Language-Interfaced Tabular Oversampling via Progressive Imputation and Self-Authentication

Authors: June Yong Yang, Geondo Park, Joowon Kim, Hyeongwon Jang, Eunho Yang

ICLR 2024 | Conference PDF | Archive PDF | Plain Text | LLM Run Details

Reproducibility Variable Result LLM Response
Research Type Experimental Extensive experiments on a variety of datasets and imbalance ratios reveal that the proposed method successfully generates reliable minority samples to boost the performance of machine learning classifiers, even under heavy imbalance ratios.
Researcher Affiliation Collaboration June Yong Yang1 , Geondo Park1 , Joowon Kim1, Hyeongwon Jang2, Eunho Yang1,3 KAIST1, Seoul National University2, AITRICS3
Pseudocode Yes Algorithm 1 LITO-B
Open Source Code No The paper states that
Open Datasets Yes Datasets. We validate our method on six tabular benchmark datasets: Default, Shoppers, Sick, and Diabetes for binary classification, Obesity and Satimage for multi-class classification. [...] We partition the datasets into 80% for training and 20% for the test set following the previous works (Kim et al., 2022).

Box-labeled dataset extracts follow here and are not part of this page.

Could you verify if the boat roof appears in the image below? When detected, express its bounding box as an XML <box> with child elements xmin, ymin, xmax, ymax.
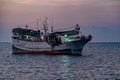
<box><xmin>12</xmin><ymin>28</ymin><xmax>40</xmax><ymax>37</ymax></box>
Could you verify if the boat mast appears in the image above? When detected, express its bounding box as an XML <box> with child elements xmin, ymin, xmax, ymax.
<box><xmin>43</xmin><ymin>17</ymin><xmax>48</xmax><ymax>35</ymax></box>
<box><xmin>37</xmin><ymin>18</ymin><xmax>38</xmax><ymax>30</ymax></box>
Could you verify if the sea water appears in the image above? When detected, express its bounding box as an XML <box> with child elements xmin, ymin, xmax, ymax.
<box><xmin>0</xmin><ymin>43</ymin><xmax>120</xmax><ymax>80</ymax></box>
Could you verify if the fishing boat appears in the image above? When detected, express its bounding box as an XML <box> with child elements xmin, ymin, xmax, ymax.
<box><xmin>12</xmin><ymin>20</ymin><xmax>92</xmax><ymax>55</ymax></box>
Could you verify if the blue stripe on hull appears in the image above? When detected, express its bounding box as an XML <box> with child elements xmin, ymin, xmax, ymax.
<box><xmin>12</xmin><ymin>45</ymin><xmax>82</xmax><ymax>55</ymax></box>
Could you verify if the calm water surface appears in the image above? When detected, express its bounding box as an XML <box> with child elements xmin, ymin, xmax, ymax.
<box><xmin>0</xmin><ymin>43</ymin><xmax>120</xmax><ymax>80</ymax></box>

For datasets with relatively small sizes (Diabetes, Sick), we split the dataset into 70% training set and 30% test set.
Dataset Splits No The paper specifies training and test splits (e.g., "80% for training and 20% for the test set") but does not explicitly mention a separate validation set split.

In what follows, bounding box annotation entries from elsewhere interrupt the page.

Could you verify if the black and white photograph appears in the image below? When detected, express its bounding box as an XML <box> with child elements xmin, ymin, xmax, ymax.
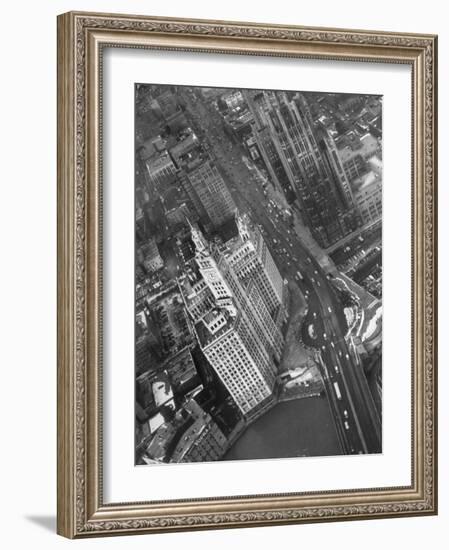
<box><xmin>130</xmin><ymin>83</ymin><xmax>382</xmax><ymax>465</ymax></box>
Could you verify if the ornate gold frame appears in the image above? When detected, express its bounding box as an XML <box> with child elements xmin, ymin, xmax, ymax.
<box><xmin>58</xmin><ymin>12</ymin><xmax>437</xmax><ymax>538</ymax></box>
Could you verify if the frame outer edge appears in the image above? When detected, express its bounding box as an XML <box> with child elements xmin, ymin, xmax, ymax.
<box><xmin>57</xmin><ymin>12</ymin><xmax>437</xmax><ymax>538</ymax></box>
<box><xmin>56</xmin><ymin>10</ymin><xmax>76</xmax><ymax>538</ymax></box>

Hardware Specification No The paper does not provide specific hardware details (e.g., GPU/CPU models, memory) used for running its experiments. It mentions using the Open AI chatbot API for some experiments, but without hardware specifications.
Software Dependencies Yes We implement our method with the Py Torch deep learning framework and Huggingface Transformers package (Wolf et al., 2019). [...] For in-context learning oversampling experiments, we use the Open AI chatbot API to access GPT-3.5-turbo-0613.
Experiment Setup Yes A.2 HYPERPARAMETERS FOR EVALUATING MACHINE LEARNING EFFICIENCY provides details like "Max depth is 32, criterion is gini" for Decision Tree, "number of ensemble estimators is 100, and the learning rate is 1.0" for Ada Boost. A.3 HYPERPARAMETERS USED FOR FINE-TUNING GENERATIVE LANGUAGE MODELS mentions "fine-tune the Distill-GPT-2 model for each data set for 200 or 300 epochs" and "We use the constant 5e-5 learning rate".